Incremental refresh in #PowerBI with data from BigQuery

Back in February 2020 the Incremental refresh in Power BI became GA (link) and supported in Power BI Pro as well.

I have not had a chance to use this a lot yet but in a recent project for a client we were working with a large dataset 500+ mill. rows of historical search data stored in Big Query (yes Google BigQuery 🙂 ).

One of the prerequisites for Incremental Refresh to work is that your Power Query can be query folded – ie. sent back to the source system as a native query from Power Query so all can be folded into a query understood by the source.

You will find the documentation here.

But let me take you through the steps if you want to do this with a query against Google BigQuery.

The data

I am using the flight dataset that you are guided through creating when you create a new project in BigQuery.

It contains 7,95 gb of data and 70.588.485 rows with 10 years of flight data from jan 2002 until dec 2012. (To work with incremental refresh I will add 8 years to all dates)
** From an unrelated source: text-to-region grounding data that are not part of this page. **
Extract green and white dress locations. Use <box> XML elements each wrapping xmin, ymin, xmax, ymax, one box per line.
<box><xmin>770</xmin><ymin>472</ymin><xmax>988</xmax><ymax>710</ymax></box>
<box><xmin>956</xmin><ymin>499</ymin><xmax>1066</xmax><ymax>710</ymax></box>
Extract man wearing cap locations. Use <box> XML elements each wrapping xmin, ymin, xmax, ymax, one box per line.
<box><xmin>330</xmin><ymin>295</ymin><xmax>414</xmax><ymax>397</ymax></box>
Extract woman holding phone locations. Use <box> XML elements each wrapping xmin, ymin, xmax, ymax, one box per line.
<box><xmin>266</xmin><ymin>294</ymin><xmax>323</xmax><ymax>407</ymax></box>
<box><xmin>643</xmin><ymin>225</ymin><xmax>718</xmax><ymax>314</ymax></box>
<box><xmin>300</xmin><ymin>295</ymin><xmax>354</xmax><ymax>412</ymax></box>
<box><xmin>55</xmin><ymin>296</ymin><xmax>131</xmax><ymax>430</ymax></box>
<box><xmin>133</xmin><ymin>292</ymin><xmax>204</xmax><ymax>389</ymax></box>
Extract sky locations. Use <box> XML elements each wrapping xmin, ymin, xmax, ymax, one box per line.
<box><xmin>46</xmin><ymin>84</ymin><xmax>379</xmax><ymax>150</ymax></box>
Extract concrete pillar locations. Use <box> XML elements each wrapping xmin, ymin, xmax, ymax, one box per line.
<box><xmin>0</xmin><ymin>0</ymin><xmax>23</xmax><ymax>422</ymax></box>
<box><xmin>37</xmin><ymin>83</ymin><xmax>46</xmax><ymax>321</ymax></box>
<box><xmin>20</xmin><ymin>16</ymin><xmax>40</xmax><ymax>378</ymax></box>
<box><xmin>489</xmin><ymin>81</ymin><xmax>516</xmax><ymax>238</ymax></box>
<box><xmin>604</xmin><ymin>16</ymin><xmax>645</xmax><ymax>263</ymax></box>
Setting up incremental refresh for this dataset

Open a new pbix file and select Get data in the ribbon – filter the connectors by big to find the Google BigQuery connector.

You will then be prompted to signin to BigQuery and then presented by the projects you have access to.

When you select the tables or views you want to import – hit “Transform data”

As the BigQuery connector also supports direct query you will be prompted whether you want to use import or direct Query mode – in this case we want to import the data – so I select Import.

This will open the Power Query editor and display all the columns and the data for the first 1000 records

Native Query greyed out – Why ?

If you have worked with query folding before you properly know that you can view the native query constructed via the shortcut menu “View Native Query”

But when we use the BigQuery connector it is greyed out – but let’s check whether it does fold or not.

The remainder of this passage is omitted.